Werner Depenthal schreibt auf Platt und Hochdeutsch

Diese Gegenüberstellung zeigt in gelungener Form die Eigenständigkeit der plattdeutschen Sprache!

Das Hindernis

Heinrich Buurmann besaß einen großen Hof.

Er schimpfte und stänkerte ständig, und die Frauen hatten ihre liebe Not mit dem alten Nörgler. Oben­drein war er dem Alkohol zugetan, und wenn er betrunken war, schrie er auf dem Hof herum, daß man es bei der Kirche hören konnte.

Dat Hinnerniß

Buurmanns Hinnerk hadde ‘n grauten Hoff.

He was stännig an’n scheilen un futern, un de Fruslüe hadden iähre leiwe Naut met den aulen Gnüöterbuck. Supen dä he auk, un wenn he duun was, krakeelde he up’n Hoff herümme, dat me’t bi de Kiäken höeren konn.

Eines Tages fiel er um und war tot. Alle Nachbarn kamen, die Leiche wurde gewaschen und im Sarg auf der Diele aufgebahrt.Sie stehen um den Sarg herum und beten; alle den­ken im stillen: „Gott sei Dank, daß das alte As tot ist. Dann fahren sie ihn mit dem Leichenwagen zum Friedhof.

Eines Dages fällt he ümme un was daute. De Naubers kaimen, dat Liik wöt wuosken un in’t Sark uppe Diäl upbahrt. Se stoht ümme’t Sark to un biät olle denket se stillken bi sik: „Gott dank, dat dat aule Aus d’r bi denn is!Denn fährt se em met’n Liikewagen no Kösters Kampe.

Von der Straße bis zum Friedhof müssen die Nachbarn den Sarg tragen. Heinrich ist ein schwerer Mann, und es ist ein eichener Sarg. Die Träger haben ihre liebe Not. Da steht doch ein Pfahl im Wege; die letzten Träger können das nicht sehen und stoßen mit dem Sarg an den Pfahl — bums! Es dauert nicht lange, da klopft es aus dem Sarg: Tapp-tapp-tapp! Allen stehen die Haare zu Berge, und sie klappen den Sargdeckel auf. Der alte Nörgler ist ja gar nicht tot. Er klettert heraus, sie kehren um, den Sarg wieder auf den Wagen, zurück auf die Diele. Heinrich ist auferstanden von den Toten, das muß gefeiert werden.

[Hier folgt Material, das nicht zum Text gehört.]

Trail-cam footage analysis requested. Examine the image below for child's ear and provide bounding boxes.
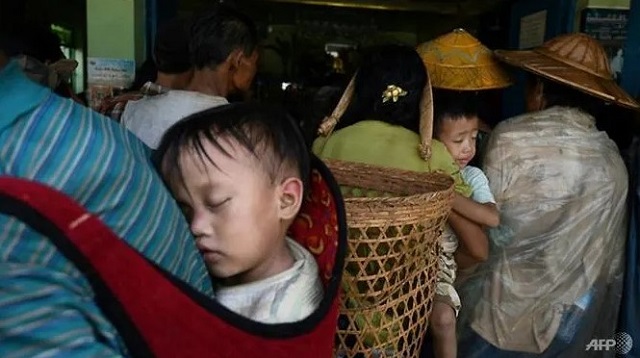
[279,177,304,220]
[226,49,243,71]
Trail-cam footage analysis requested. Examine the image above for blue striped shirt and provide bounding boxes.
[0,62,212,358]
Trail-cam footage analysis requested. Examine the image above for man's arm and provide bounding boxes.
[0,262,124,358]
[449,211,489,264]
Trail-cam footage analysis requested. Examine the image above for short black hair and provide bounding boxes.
[153,18,192,74]
[433,88,480,137]
[189,4,258,69]
[154,102,310,192]
[336,44,427,133]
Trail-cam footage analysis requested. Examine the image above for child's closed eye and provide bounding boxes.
[205,198,231,211]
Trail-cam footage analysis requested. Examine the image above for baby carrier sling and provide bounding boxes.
[0,157,346,358]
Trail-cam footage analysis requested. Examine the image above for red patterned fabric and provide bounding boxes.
[289,170,338,286]
[0,162,346,358]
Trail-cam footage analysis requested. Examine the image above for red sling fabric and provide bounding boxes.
[0,159,346,358]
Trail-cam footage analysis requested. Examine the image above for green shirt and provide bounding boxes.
[313,120,471,197]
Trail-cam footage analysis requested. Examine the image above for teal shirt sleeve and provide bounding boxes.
[0,62,213,357]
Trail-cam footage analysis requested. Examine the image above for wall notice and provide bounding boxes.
[519,10,547,50]
[87,57,136,109]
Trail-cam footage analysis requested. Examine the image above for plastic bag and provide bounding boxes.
[458,107,628,357]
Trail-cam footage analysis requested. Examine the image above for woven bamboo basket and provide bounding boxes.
[320,71,453,357]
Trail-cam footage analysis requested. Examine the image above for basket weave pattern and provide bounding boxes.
[326,160,453,357]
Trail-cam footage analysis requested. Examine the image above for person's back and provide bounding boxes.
[0,52,212,357]
[471,107,627,352]
[122,5,258,149]
[97,18,193,122]
[313,45,470,196]
[460,33,640,357]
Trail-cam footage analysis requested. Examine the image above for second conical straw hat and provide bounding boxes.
[417,29,511,91]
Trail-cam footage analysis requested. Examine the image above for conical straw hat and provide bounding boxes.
[495,33,640,110]
[416,29,511,91]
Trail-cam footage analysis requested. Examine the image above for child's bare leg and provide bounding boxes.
[429,301,458,358]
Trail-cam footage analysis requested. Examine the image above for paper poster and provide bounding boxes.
[519,10,547,50]
[581,9,629,83]
[87,57,136,109]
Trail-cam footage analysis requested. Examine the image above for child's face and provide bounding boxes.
[170,138,288,283]
[438,116,479,169]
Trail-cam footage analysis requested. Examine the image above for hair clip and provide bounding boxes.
[382,85,407,103]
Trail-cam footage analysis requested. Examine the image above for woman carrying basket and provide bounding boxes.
[313,45,487,356]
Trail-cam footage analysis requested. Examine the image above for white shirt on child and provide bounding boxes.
[462,165,496,204]
[216,238,324,323]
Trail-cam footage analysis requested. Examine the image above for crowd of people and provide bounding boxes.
[0,5,640,358]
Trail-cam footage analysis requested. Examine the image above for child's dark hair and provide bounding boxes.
[154,103,310,192]
[336,45,427,133]
[433,88,480,137]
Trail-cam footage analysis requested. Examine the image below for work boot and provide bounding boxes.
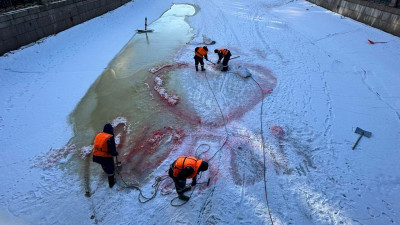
[182,185,192,193]
[108,175,115,188]
[178,194,190,201]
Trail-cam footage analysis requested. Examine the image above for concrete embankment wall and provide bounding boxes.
[0,0,130,56]
[307,0,400,37]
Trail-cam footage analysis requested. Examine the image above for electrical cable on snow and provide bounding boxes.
[171,73,229,207]
[250,76,274,225]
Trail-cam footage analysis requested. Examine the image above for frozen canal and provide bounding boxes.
[0,0,400,224]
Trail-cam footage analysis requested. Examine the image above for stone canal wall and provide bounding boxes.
[0,0,130,56]
[307,0,400,37]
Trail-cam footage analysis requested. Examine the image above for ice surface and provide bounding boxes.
[0,0,400,224]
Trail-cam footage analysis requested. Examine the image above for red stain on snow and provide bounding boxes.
[270,125,286,139]
[121,127,185,183]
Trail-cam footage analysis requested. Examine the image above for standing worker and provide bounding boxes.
[168,156,208,201]
[193,46,208,71]
[214,48,232,71]
[92,123,118,188]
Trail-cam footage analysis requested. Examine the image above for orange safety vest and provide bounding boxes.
[218,48,229,56]
[92,132,112,157]
[174,156,203,178]
[196,47,207,58]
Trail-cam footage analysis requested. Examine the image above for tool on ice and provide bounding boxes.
[206,59,215,66]
[368,39,387,45]
[196,178,211,187]
[352,127,371,150]
[136,17,153,33]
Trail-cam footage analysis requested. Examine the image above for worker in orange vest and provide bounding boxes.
[168,156,208,201]
[193,46,208,71]
[92,123,118,188]
[214,48,232,71]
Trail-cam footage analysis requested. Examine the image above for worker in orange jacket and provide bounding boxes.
[92,123,118,188]
[214,48,232,71]
[168,156,208,201]
[193,46,208,71]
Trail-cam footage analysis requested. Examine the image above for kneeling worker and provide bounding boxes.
[214,48,232,71]
[92,123,118,188]
[168,156,208,201]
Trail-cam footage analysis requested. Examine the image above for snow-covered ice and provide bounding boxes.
[0,0,400,224]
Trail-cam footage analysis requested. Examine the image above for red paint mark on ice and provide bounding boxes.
[150,62,189,76]
[154,77,179,106]
[270,125,286,139]
[147,63,201,125]
[122,127,185,182]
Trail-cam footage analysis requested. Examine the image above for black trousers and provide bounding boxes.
[194,55,204,66]
[168,168,186,194]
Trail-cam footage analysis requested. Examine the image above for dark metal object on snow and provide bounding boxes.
[352,127,371,150]
[136,17,153,33]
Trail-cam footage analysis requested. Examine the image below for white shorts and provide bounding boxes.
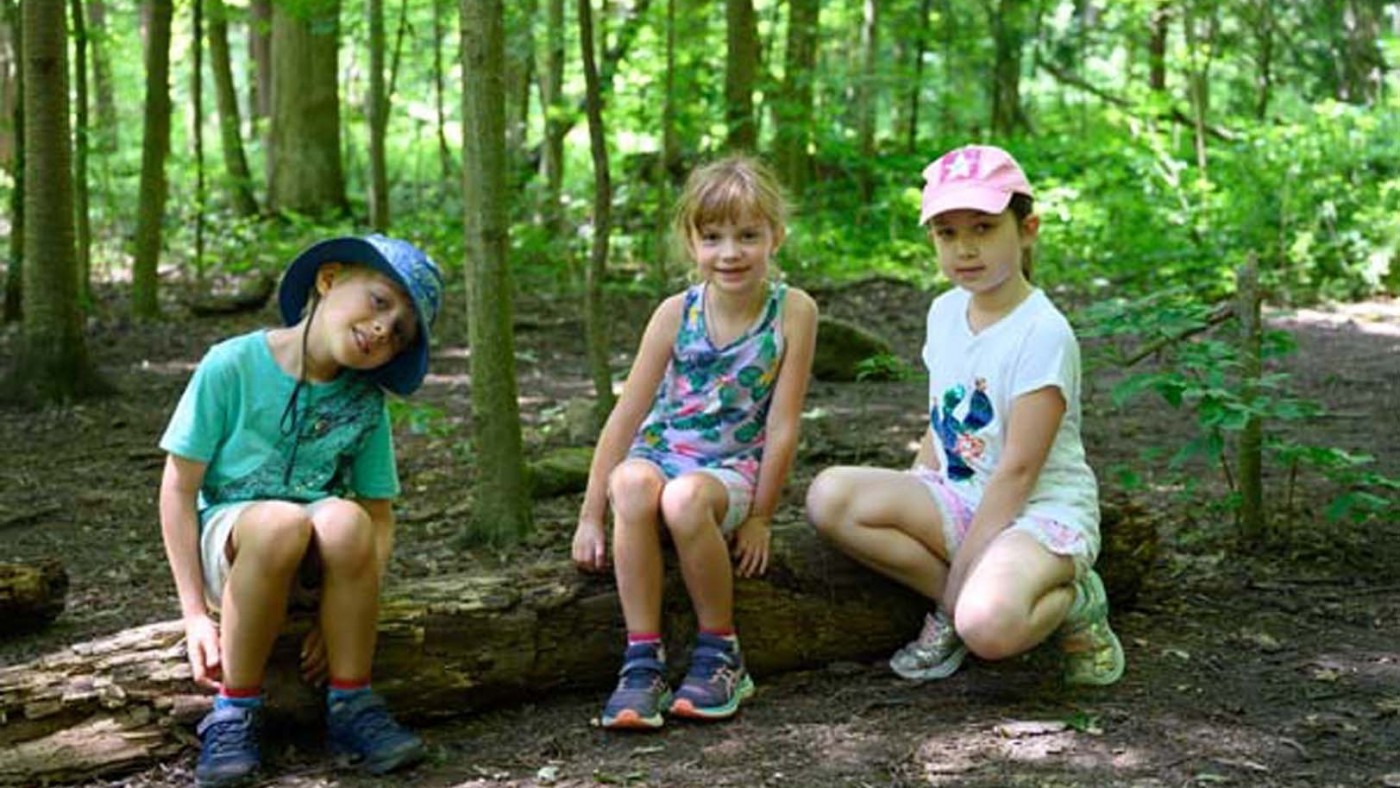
[627,456,753,536]
[909,467,1098,578]
[199,497,337,612]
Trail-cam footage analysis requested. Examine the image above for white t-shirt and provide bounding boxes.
[923,287,1099,546]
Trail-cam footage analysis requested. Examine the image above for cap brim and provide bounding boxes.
[918,185,1011,225]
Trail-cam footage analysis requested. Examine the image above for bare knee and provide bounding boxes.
[608,462,665,523]
[953,596,1026,659]
[234,501,311,577]
[314,498,375,571]
[661,474,715,543]
[806,467,853,536]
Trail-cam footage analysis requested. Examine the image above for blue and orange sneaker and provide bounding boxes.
[326,691,427,774]
[195,705,262,788]
[602,642,671,731]
[671,633,753,719]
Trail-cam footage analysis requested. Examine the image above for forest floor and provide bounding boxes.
[0,272,1400,788]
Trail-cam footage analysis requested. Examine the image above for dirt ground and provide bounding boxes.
[0,275,1400,787]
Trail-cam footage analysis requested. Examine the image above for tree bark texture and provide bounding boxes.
[0,525,925,784]
[4,1,104,404]
[267,0,349,216]
[132,0,175,319]
[461,0,529,543]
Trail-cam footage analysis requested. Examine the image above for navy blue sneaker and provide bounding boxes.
[195,705,262,788]
[602,642,671,731]
[671,633,753,719]
[326,691,427,774]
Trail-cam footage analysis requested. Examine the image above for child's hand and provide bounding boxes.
[301,624,330,687]
[574,519,608,572]
[185,613,223,690]
[734,516,773,577]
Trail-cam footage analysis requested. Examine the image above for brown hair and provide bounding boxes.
[672,154,788,258]
[1011,192,1036,281]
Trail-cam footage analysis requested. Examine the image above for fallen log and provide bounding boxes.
[0,525,924,785]
[0,497,1158,785]
[0,558,69,635]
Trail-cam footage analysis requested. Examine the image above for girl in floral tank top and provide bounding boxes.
[573,157,816,729]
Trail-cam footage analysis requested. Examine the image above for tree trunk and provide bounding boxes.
[267,0,349,216]
[69,0,92,308]
[209,0,258,217]
[0,526,925,784]
[0,560,69,635]
[433,0,450,185]
[773,0,822,197]
[248,0,273,126]
[189,0,209,286]
[364,0,389,232]
[4,0,25,323]
[461,0,531,544]
[87,0,120,151]
[132,0,174,321]
[724,0,759,153]
[4,1,109,404]
[578,0,615,428]
[855,0,879,204]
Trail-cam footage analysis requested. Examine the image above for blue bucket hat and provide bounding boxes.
[277,234,442,396]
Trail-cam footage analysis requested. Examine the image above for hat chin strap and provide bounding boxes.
[277,297,321,484]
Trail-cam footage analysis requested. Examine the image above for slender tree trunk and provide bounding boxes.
[1147,0,1170,94]
[248,0,273,126]
[132,0,174,321]
[461,0,531,544]
[365,0,389,232]
[209,0,258,217]
[433,0,450,186]
[855,0,879,203]
[69,0,92,308]
[904,0,934,155]
[267,0,349,216]
[189,0,209,286]
[3,0,106,404]
[87,0,120,151]
[4,0,25,323]
[578,0,615,428]
[773,0,822,196]
[539,0,568,239]
[724,0,759,151]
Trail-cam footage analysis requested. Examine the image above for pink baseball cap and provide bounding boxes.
[918,146,1033,225]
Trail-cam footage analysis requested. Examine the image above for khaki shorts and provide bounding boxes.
[199,498,337,612]
[909,467,1098,578]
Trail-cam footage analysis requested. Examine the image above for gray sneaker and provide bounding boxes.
[1060,570,1127,687]
[889,610,967,682]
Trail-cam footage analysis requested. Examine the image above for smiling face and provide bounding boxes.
[312,263,419,370]
[690,214,783,293]
[928,209,1040,298]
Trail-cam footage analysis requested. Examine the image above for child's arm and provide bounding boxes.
[573,294,685,571]
[734,288,816,577]
[942,386,1065,610]
[160,455,220,689]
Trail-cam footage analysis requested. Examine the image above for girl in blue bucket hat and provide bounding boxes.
[160,235,442,785]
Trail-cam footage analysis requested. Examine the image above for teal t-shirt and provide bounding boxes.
[161,330,399,523]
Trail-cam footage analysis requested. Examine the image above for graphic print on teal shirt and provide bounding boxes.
[629,284,787,483]
[928,378,995,481]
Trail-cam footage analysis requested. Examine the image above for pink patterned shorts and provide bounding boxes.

Vanne Strauten bet no’n Kiäkhuowe müet de Naubers dat Sark driägen. Hinnerk is ‘n swoaren Kärl, tin et is ‘n eiken Sark. De Driägers häwwet iähre leiwe Naut. Do steiht doch ‘n Paul in’n Wiäge; de leßten Driägers küent dat nich seihn un steut’t met’t Sark an’n Paul — bums! Et duurt nich lange, do wet ut’t Sark kloppet: tapp-tapp-tapp! Alle stohet de Hoare to Biärge, un se klappet den Sarkdeckel up. De aule Gnüöterbuck is jä gar nich daute. He klaiet herut, se draiet ümme, Sark wier up’n Wagen, trügge uppe Diäl. Hinnerk is upstauhn van de Doen, dat mit fürt wäden.

Und wieder trifft ihn der Schlag, plötzlich fällt er hin. Und wieder ist der Pfahl im Wege bei der Beerdigung. Aber diesmal geht Heinrichs Frau neben den Trägern her und paßt auf. Sie sagt jedem Träger ins Ohr: „Sachte! Sachte! Nun gebt mir doch bloß auf den Pfahl acht! Damit mir der Kerl diesmal auch wirklich in die Erde kommt.”

He türget siine Fru laiger no os vohiär, gnüötert unprotßet, süp un krakeelt. Un wier dräp em de Slag, ratß fällt he daal. Un wier is de Paul in’n Wiäge bi’n Likegang. Ower dütmol geiht Hinners Fru met de Driägers un passet up. Se segg jeden Driäger in’t Oahr: „Sachte, sachte! Nu paßt mi doch blauts up den Paul up! Dat mi de Kärl dütmol auk würklik unner de Ääden kümp!”